NO2 has been found to be associated with all-cause mortality [32], cardiovascular mortality [33], hospital admissions for cardiovascular disease [34], and admission for pneumonia [35]. Toxicological studies have suggested that NO2 might damage macrophages, natural killer cells, and CD4 to CD8 ratios in the respiratory tract, leading to decreased mucociliary clearance and vulnerable respiratory epithelium [36]. However, the association between NO2 and pediatric pneumonia remains controversial. Some studies demonstrated the acute effect of NO2 exposure leading to ED visits for pediatric pneumonia [26, 37]. On the other hand, another study did not find a positive effect between NO2 and pediatric pneumonia [25]. A systematic review including 17 studies concluded that NO2was associated with an increase in hospital admissions due to pediatric pneumonia [19]. The current study had a similar result, and we found that NO2 might play an important role in pediatric pneumonia ED visits.

Seasonal variation seems to play an important role on air pollutants and human health. Szyszkowiczet al. demonstrated that the associations between air pollutants and respiratory health outcomes were stronger during the warm season [38]. Dong et al. implied the effects of NO2 and SO2 on daily ischemic stroke counts were stronger in the cold season than in the warm season [39]. Cheng et al. found a stronger association between PM2.5 and pneumonia with septicemia ED visits during the warm season [4]. Ueda et al. found that PM2.5 mass correlated with increased all-cause mortality, especially in transitional seasons rather than in summer and winter [40]. Few studies have focused on the seasonal effects of air pollution on pediatric pneumonia. Lv et al. revealed that children were at higher risk of hospital admission for pneumonia due to airborne PM, particularly on warm days [18]; but seasonal differences were not observed in another study [26]. In addition, although the risk was higher on warm days in Lv et al.’s study [18], the interaction p-value was not calculated in that study. The present study revealed that ORs for NO2were higher during the warm days (p = 0.011). One possible reason for this result is that variable concentrations of air pollutants and each PM component may relate to seasonal differences in human health [40, 41]. Seasonal variations may also result from different patterns of exposure to air pollutants. People tend to stay inside when weather conditions are extremely hot or cold, and thus decrease their exposure to outdoor air pollutants. When staying indoors, a positive correlation between the numbers of open windows for ventilation and exposure to air pollutants was observed [42]. In addition, meteorological factors might affect the health effect of air pollutants. Huang et al. demonstrated that the combination of low temperatures and high PM was associated with a greater incidence of developing acute coronary syndrome [43]. The combination of weather variation and lifestyle change might lead to the different health effects of air pollutants.

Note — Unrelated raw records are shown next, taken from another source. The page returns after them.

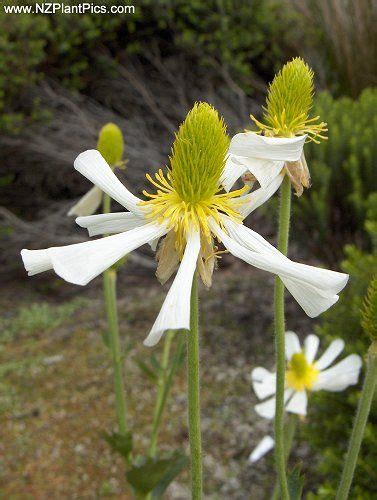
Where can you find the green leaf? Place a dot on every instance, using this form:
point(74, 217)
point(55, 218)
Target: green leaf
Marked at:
point(147, 370)
point(120, 443)
point(153, 475)
point(295, 483)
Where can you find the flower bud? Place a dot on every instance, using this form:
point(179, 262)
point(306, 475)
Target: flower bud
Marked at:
point(289, 101)
point(110, 143)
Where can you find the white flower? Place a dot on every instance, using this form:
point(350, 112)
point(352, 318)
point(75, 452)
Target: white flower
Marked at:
point(263, 157)
point(303, 374)
point(192, 225)
point(87, 204)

There are certain limitations to our study. First, the study was conducted in an industrial city having a tropical monsoon climate; the mixture of air pollutants and seasonal effects may be different in other regions. Second, as an exposure estimate for the entire population, we analyzed air pollution data from fixed monitoring sites assuming the exposure to be homogenous across the whole area. Factors such as personal protective equipment use and time spent outdoors may affect personal exposure. Third, individuals were identified in a single tertiary medical center, which limited the sample size. Moreover, individual susceptibility might vary due to ethnic differences. Thus, further studies should be conducted in more regions with larger samples and include seasonal constituent analysis.

Conclusions

We found that PM2.5 and NO2 possibly play important roles in pediatric pneumonia events in Kaohsiung. Older children were found to be more susceptible to the adverse effects of PM2.5. Additionally, the health effects of the different air pollutants varied with temperature and patients were more susceptible to NO2 during the warm days.